Concrete example: molecular property prediction
Consider predicting whether a molecule is toxic. The molecule is a graph:
- Atom nodes: features = [element, charge, hybridization]
- Bond edges: features = [bond_type, is_conjugated, is_aromatic]
After 3 GCNConv layers, each atom has a 64-dimensional embedding that encodes its local chemical environment. Graph pooling compresses all atom embeddings into a single 64-dimensional vector representing the entire molecule. A linear classifier then predicts toxicity from this pooled vector.
PyG implementation
import torch
import torch.nn.functional as F
from torch_geometric.nn import GCNConv, global_mean_pool, global_add_pool
class GraphClassifier(torch.nn.Module):
def __init__(self, num_features, hidden_dim, num_classes):
super().__init__()
self.conv1 = GCNConv(num_features, hidden_dim)
self.conv2 = GCNConv(hidden_dim, hidden_dim)
self.conv3 = GCNConv(hidden_dim, hidden_dim)
self.classifier = torch.nn.Linear(hidden_dim, num_classes)

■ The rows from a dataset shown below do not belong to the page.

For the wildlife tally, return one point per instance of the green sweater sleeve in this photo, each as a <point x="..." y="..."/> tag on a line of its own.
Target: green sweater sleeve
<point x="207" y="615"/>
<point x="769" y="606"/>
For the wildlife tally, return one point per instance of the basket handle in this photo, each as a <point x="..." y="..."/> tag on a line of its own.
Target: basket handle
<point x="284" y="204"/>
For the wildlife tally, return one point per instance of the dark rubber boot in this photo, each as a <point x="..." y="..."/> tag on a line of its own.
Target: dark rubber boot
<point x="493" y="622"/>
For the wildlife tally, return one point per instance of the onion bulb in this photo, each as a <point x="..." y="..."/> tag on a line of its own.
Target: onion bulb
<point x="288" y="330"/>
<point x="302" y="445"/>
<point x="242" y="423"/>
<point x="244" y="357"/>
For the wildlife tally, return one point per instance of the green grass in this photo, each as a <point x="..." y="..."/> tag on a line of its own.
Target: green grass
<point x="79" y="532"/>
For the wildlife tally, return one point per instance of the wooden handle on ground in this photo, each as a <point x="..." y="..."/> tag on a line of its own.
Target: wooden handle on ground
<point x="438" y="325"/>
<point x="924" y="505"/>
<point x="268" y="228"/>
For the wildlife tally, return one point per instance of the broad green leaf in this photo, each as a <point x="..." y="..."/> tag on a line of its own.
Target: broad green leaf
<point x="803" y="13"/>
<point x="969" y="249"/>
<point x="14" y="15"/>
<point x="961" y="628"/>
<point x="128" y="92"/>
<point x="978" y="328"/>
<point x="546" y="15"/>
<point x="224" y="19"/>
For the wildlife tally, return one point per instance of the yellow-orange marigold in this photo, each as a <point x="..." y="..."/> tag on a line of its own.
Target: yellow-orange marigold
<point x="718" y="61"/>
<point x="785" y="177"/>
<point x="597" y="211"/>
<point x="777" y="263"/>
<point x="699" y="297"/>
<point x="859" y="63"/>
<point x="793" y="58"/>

def forward(self, x, edge_index, batch):
# Node-level message passing
x = F.relu(self.conv1(x, edge_index))
x = F.relu(self.conv2(x, edge_index))
x = self.conv3(x, edge_index)
# Graph-level pooling: collapse all nodes -> one vector per graph
x = global_mean_pool(x, batch) # shape: [num_graphs, hidden_dim]
# Classify entire graph
return self.classifier(x)
# The 'batch' tensor tells PyG which nodes belong to which graph
# In a batch of 32 graphs, batch[i] = graph index for node i
# global_mean_pool uses this to average nodes within each graphThe batch tensor is key: it maps each node to its graph in the mini-batch. global_mean_pool averages only within each graph.
Limitations and what comes next
- Information loss: Collapsing an entire graph into a fixed-size vector necessarily loses information. Large, complex graphs lose more than small, simple ones. Hierarchical pooling mitigates this by preserving multi-scale structure.
- Size sensitivity: Sum pooling is sensitive to graph size (larger graphs produce larger vectors). Mean pooling loses size information. Combining both (or using Set2Set) helps.
- Node importance: Global pooling treats all nodes equally. In practice, some nodes (e.g., hub accounts, high-value transactions) are far more informative for the graph-level prediction. Attention pooling addresses this but adds computational cost.
Graph transformers with virtual nodes offer an alternative: a special “graph node” that attends to all real nodes, effectively learning a task-specific pooling function end-to-end.